And if you do get any bonus/bump is shown like they make you a huge favor with
the promise that you need in the future to become even more of a spineless
monkey. Which is why currently we have this situation where coders jump ship
at slightest increase from rival, because any loyalty that was embedded in us
by our parents went out the window when we dealt with above situations.

------
bonoboTP
Many problems with this attitude.

First, just let go. You're building something for someone else, and making
money for them. Treating it as your own "child" and being so psychologically
invested will do you no good. In the grand scheme of things you're not
"changing the world" with that new photo app or enterprise CRUD plug-in.

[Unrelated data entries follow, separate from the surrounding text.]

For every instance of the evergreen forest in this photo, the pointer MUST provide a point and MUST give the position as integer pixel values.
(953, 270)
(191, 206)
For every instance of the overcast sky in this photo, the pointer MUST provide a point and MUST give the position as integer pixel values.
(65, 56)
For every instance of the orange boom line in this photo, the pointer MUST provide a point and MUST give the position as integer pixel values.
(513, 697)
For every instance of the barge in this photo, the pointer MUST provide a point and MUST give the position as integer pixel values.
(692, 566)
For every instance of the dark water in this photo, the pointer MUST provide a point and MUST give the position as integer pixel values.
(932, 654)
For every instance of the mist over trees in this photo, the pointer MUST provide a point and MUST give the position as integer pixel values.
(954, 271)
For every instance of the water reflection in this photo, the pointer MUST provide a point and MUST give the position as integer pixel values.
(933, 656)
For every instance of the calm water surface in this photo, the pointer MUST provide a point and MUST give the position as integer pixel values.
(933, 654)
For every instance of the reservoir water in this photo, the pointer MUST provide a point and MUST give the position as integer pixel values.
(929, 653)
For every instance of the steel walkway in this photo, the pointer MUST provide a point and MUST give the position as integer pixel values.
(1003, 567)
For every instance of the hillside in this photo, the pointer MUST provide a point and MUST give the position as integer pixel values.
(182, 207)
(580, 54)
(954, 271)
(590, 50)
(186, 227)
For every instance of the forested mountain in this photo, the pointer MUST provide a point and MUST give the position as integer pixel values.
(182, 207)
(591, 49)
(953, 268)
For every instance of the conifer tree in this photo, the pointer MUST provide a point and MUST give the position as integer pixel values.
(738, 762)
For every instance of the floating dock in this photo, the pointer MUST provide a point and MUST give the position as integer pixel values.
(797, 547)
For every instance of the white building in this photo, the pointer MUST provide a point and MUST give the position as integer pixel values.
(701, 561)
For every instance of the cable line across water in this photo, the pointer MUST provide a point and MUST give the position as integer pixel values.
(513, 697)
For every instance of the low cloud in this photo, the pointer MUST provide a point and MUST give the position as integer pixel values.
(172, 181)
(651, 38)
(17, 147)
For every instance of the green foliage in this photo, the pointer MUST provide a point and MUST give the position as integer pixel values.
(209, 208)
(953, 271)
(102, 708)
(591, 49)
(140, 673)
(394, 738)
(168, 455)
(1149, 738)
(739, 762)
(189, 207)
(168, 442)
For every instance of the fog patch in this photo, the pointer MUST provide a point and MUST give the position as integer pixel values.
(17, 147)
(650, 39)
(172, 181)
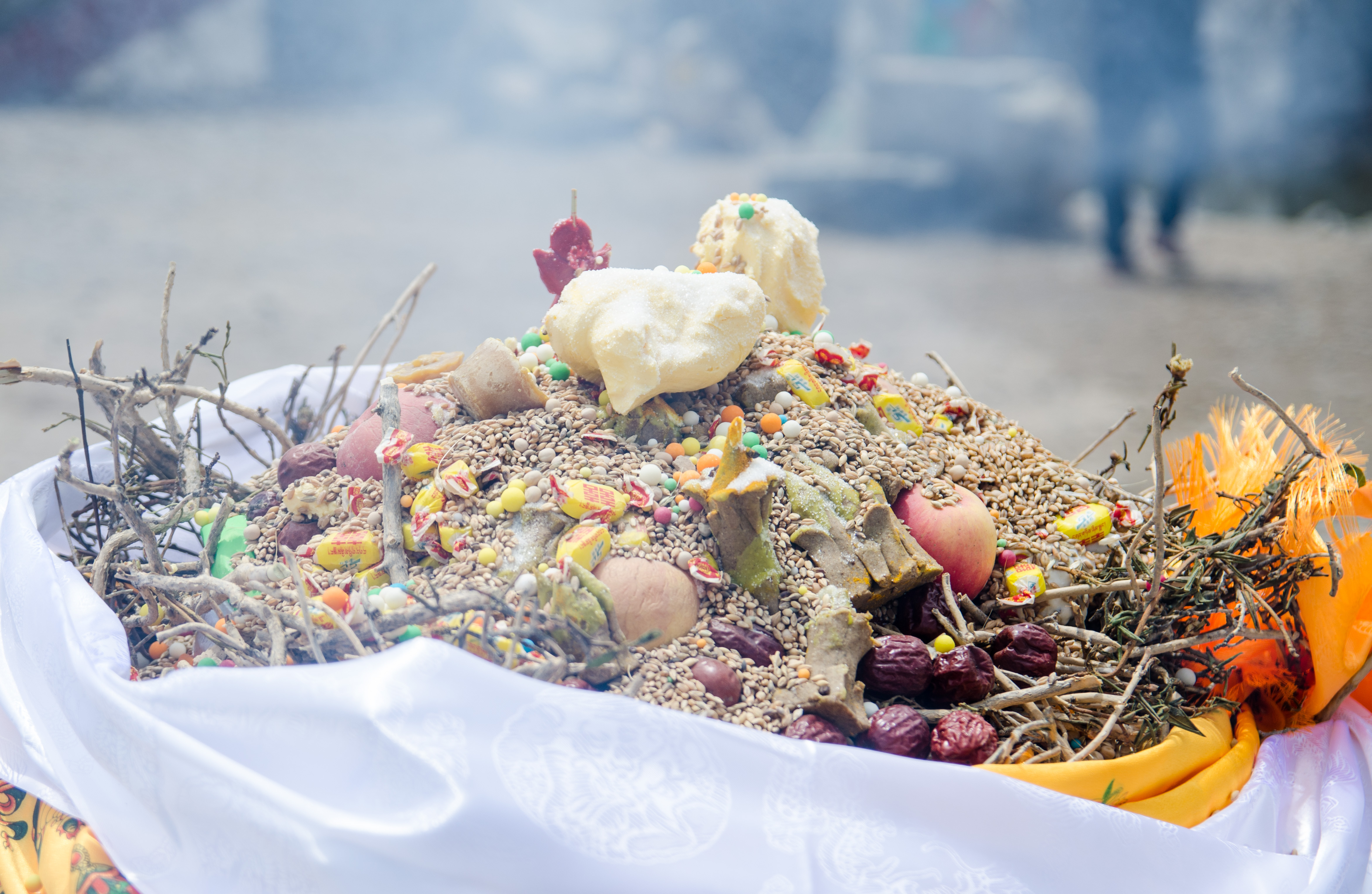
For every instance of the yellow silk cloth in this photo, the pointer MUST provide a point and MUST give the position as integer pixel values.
(43, 849)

Which ties in to the next point. Have a life outside work. Don't let work
define you and be your only claim to personal value. It's insane that American
programmers put up with so little free time. They want you on call? Then pay
for every on call night and weekend. Anything less than 20-25 days off per
year seems madness from Europe.

And that leads to the next point. As the TFA says, naive, enthusiastic devs
are often not motivated by money, but the joy of creating and they like to
feel valued and thanked. TFA suggests giving awards and thanks and bullshit
like that. No! The only appreciation a boss can give towards their employee is
money (bonuses and salary increases). Everything else is manipulation. I don't
care that you are super non-greedy good-person who doesn't care about money
etc. It doesn't matter. What matters is your boss _does_ care about it. You
see, talk is cheap. I can print you all the award you want and will laugh
behind your back what a loser you are. If you don't want the money then spend
it for charity or frame the Benjamins and hang them above your bed. Or give it
to your local homeless guy or your grandma. I don't care, but in business (not
in personal relations), respect is money and money is respect. The earlier you
learn it, the better. Nobody will take you seriously otherwise and you'll be
seen as childishly naive until you understand money beyond it being the thing
for the douche-y suit types.

------
amenod
> This flaw presents itself in a number of ways. The most frequent is in time
> estimates. Almost every engineer I know chronically underestimates how long
> it will take to complete a task or series of tasks. Only the very best are
> able to give and meet accurate time estimates while the rest are sometimes
> off by a factor of two or more.

What is interesting is that we seem to be _much_ more accurate when estimating
how much time a colleague will need to finish the task. So the solution is
simple: when deciding on an estimate for yourself, try picturing someone else
(less skilled preferably) doing the job. The result is surprisingly accurate,
at least in my experience. :)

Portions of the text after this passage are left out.